Since the takeover by US entrepreneur Todd Boehly, Chelsea has been spending large sums on new players. The Blues set another record in new signing Enzo Fernández. How can this go well?
Chelsea FC’s record shopping spree amazed the European competition – and caused clear criticism. The Londoners paid a staggering 121 million euros for the 22-year-old Argentinian world champion Enzo Fernández from Benfica Lisbon.
Never before had a British football club paid so much for a player.
Record amount already in the summer
This increases the sum of the transfer expenses of the Londoners, who brought a total of eight players this January, to the equivalent of more than 320 million euros.
Already in the summer – after the takeover of the club by a consortium led by US businessman Todd Boehly – Chelsea set a record in the Premier League and spent more than 300 million euros on new players. The more than 600 million euros this season is more money than all Bundesliga clubs have spent this season combined.
Chelsea’s approach is not well received by the next Champions League opponent. “Very wild” is the behavior of the Londoners, criticized Borussia Dortmund’s sports director Sebastian Kehl on the pay TV channel Sky. “Money is not an issue there,” he said even before Fernández’s signing was complete. “We just have to earn our money in a different way here.
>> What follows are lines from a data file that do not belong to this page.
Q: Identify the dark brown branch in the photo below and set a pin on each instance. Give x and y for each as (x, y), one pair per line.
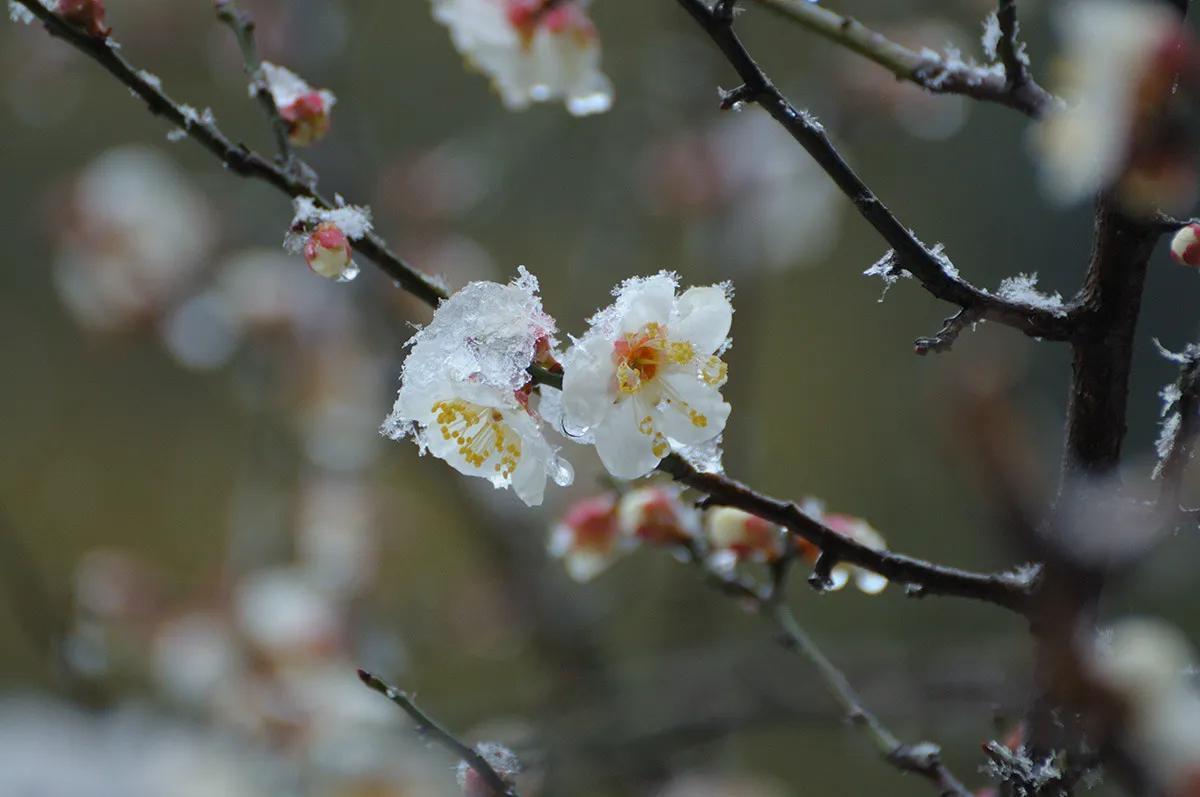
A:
(1008, 589)
(1108, 312)
(930, 72)
(243, 27)
(923, 759)
(433, 732)
(238, 157)
(1181, 444)
(933, 269)
(1017, 71)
That’s why we are not able to implement such transfers.”
The Chelsea Method
The Blues’ unprecedented shopping offensive raises questions: How does this square with the financial rules of the Premier League and UEFA? Why is Chelsea doing this? How risky is that?
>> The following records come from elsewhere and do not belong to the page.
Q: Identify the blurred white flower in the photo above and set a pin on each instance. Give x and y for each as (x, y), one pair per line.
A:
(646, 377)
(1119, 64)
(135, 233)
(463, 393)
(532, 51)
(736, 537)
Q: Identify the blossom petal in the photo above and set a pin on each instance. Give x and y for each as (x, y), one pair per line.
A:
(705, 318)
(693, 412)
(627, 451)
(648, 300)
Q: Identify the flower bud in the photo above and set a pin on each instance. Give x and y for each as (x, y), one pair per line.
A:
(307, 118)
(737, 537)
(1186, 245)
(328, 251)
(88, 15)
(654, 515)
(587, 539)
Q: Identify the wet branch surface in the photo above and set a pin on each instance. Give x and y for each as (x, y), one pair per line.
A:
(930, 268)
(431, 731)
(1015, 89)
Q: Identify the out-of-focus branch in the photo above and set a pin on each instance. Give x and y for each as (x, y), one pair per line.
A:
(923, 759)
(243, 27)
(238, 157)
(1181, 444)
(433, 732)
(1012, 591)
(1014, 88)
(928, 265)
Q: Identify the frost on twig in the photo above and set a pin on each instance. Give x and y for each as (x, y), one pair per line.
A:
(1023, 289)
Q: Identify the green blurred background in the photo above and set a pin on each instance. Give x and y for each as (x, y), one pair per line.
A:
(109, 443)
According to the statutes of the Premier League, a club can lose the equivalent of around 120 million euros over a period of three years. Anyone who exceeds this sum must expect penalties. The European Football Union UEFA stipulates that a club – put simply – may spend a maximum of 60 million euros more than it earns over a period of three years. And that only on condition that the club owner pays for it.
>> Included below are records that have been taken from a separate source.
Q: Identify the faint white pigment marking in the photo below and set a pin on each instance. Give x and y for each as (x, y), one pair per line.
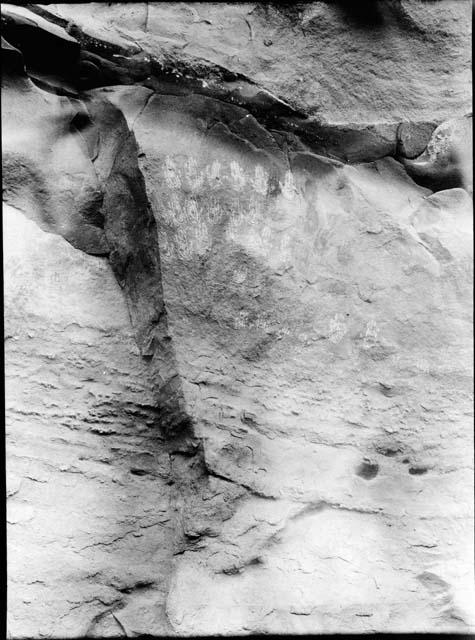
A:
(337, 328)
(170, 174)
(237, 175)
(260, 180)
(371, 334)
In order to comply with this regulation, Chelsea uses a clever trick. The unusually long contract terms of the newcomers are striking. Fernández was signed for eight and a half years. The Ukrainian Mykhailo Mudryk, whose initial transfer fee of 70 million euros could increase to 100 million euros through bonus payments, had previously also signed a contract that is valid until the end of June 2031. The reason for this is that the expenses in Chelsea’s books can be spread out over eight years. This reduces the association’s annual costs.
Fernández would only have to pay about 14 million euros a year – if at all. According to the Daily Mail, after tough negotiations with Benfica, Chelsea agreed to pay in three installments over the next two years. Similar agreements are likely to have existed with other newcomers since last summer. Professionals like the long-term injured Wesley Fofana or Benoît Badiashile also have permanent contracts.
The coffers at Chelsea are full
In addition, Chelsea lost well-known players in the past year. Professionals like Timo Werner (RB Leipzig), Tammy Abraham (AS Roma), Kurt Zouma (West Ham United) or most recently Jorginho, who switched to league competitor Arsenal, brought in income that was booked immediately. The farewell to Hakim Ziyech, whose planned move to PSG failed due to missing documents, will probably be completed in the summer. British media recently also speculated about a possible farewell to German national player Kai Havertz.
The successes of the recent past – especially winning the Champions League and the Club World Cup under ex-coach Thomas Tuchel – flushed money into Chelsea’s coffers. While Chelsea lags behind many of their competitors in terms of spectator income due to the comparatively low capacity of the Stamford Bridge stadium, the Blues are raking in a lot of TV money.
Unlike former club owner, Russian billionaire Roman Abramovich, new owner Todd Boehly has indicated that he would rather swap players than coach. He initially replaced Tuchel with his dream coach Graham Potter, because he is said to represent a new philosophy in the club. But now the US entrepreneur, who is not short of money, is making the big change and significantly rejuvenating the Chelsea squad.
It’s not sporty
The Chelsea method is not without risk. Under Potter, the Blues have so far underperformed, falling out of the FA Cup and League Cup. They are doomed to win in the Premier League table, where they are currently tenth, ten points adrift of a place in the Champions League. A place in the top four for the renewed qualification for the premier class is mandatory if the balance sheet is to remain balanced in the coming years. Otherwise, transfer activities will have to be drastically reduced from the summer. The pressure on Potter increases tremendously.
Those responsible in Lisbon don’t care. Benfica is happy about a more than lucrative business. Fernández, who was honored as the best young player in Argentina’s World Cup success in Qatar, had only been brought from River Plate last summer – for the paltry sum of around 11 million euros in retrospect. They should also be reasonably satisfied with the traditional club from Buenos Aires: River Plate should receive a quarter of the transfer fee, around 30 million euros.
I am Pierce Boyd, a driven and ambitious professional working in the news industry. I have been writing for 24 Hours Worlds for over five years, specializing in sports section coverage. During my tenure at the publication, I have built an impressive portfolio of articles that has earned me a reputation as an experienced journalist and content creator.